The current trend for private companies is to offer separate prenatal birth classes and postpartum “mommy and me” groups. Some organizations, like Two Doulas Birth in Los Angeles, do offer postpartum workshops for expectant parents, but this group is the exception rather than that rule. And even Two Doulas’ postpartum curriculum offered before birth is covered in a single, one-day workshop. Postpartum “mommy and me” groups typically meet once a week for an hour for eight weeks. In addition to cultivating friendships, these groups often focus on learning about parenthood topics for the first time, which may be overwhelming or too late for the new mom. A better approach may be to introduce the topics prenatally and then review them in the postpartum group.
Furthermore, current prenatal classes also fall short because they do not address expectant fathers and their specific concerns. Men articulate feelings of ignorance and fear about bringing a child home following prenatal classes because they still feel unprepared to become parents. They relate wanting to know more about and be more included in infant care education – even sharing their desire to learn about historically female-only topics like breastfeeding.

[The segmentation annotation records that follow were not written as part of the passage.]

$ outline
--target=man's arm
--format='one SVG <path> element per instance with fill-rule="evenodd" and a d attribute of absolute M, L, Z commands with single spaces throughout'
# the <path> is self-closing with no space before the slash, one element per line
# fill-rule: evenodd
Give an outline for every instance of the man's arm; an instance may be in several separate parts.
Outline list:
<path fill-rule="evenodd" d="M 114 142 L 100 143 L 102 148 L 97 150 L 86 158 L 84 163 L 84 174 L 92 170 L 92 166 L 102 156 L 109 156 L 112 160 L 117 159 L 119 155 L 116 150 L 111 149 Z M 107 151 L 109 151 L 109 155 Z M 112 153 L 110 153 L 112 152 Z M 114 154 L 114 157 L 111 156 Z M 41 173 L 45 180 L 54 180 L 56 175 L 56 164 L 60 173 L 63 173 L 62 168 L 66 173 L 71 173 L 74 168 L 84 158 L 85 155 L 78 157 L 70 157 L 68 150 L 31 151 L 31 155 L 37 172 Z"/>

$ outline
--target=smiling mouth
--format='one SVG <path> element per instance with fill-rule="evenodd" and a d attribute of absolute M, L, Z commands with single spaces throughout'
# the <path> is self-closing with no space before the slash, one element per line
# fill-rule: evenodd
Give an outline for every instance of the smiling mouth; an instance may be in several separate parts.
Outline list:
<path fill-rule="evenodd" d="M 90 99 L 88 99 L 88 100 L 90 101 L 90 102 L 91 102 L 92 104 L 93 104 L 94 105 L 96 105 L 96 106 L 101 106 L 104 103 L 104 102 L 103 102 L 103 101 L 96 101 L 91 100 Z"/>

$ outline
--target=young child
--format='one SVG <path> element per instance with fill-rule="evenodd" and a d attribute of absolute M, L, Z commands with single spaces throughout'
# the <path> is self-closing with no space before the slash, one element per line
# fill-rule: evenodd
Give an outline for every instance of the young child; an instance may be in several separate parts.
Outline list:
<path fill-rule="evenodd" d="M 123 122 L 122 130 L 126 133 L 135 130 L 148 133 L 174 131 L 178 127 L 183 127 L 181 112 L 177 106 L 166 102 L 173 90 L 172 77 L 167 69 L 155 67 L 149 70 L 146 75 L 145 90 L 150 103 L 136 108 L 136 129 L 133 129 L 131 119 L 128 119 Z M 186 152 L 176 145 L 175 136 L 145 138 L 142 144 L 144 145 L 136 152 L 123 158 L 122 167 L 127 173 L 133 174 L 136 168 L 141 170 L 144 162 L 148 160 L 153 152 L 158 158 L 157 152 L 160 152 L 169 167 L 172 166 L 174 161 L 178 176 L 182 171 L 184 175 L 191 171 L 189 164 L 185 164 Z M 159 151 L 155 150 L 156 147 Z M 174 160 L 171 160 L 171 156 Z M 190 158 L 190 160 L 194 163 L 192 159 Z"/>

A more informed father could significantly help to shoulder the mother’s burden as she is typically the one saddled with most of the newborn care for reasons such as breastfeeding and traditional gender roles.
Healthcare providers that offer “labor prep” classes should enhance their prenatal education to include more information about what happens after, not just during, birth. There are innumerable moms like me who are naively unaware of the trials and tribulations that accompany the first child. A good start would be for prenatal education programs to follow Kaiser Permanente’s and Two Doulas Birth’s examples and at least introduce new-parent topics such as feeding, bathing, diapering, and breastfeeding. More in depth topics such as marital relations in the first year would be the icing on the proverbial cake. Researchers have found that mothers would appreciate something as simple as a comprehensive, instructional DVD to help educate them about parenthood prior to giving birth. Something is better than nothing. Research can help determine how comprehensive postpartum preparation needs to be – perhaps simple information about where to find resources postpartum would suffice, or more involved prenatal instruction might prove necessary.
My son just turned a year old and I cannot believe it. Despite the challenges of early parenthood, the amount of joy, learning, and love I have experienced this last year is indescribable. My journey, however, would have been much easier if I would have been educated on postpartum topics in my prenatal classes. All of the mothers enrolled in my education course spent two months preparing exclusively for one day. Based on my experience and scientific research, my hope is that prenatal education programs will heed the requests of mothers and include more postpartum parenting information in their curriculum to help better prepare women for the awesome, yet oft challenging, transition to motherhood.
Crystal Godinez is a graduate from the University of California, Berkeley and Pepperdine University, holding a Master of Arts in Psychology. She currently works as a research assistant on the Early Life Experiences & Child & Adolescent Study, a joint study through Chapman University and the University of California, Irvine. Her main research interests include family dynamics, parenting, and child development.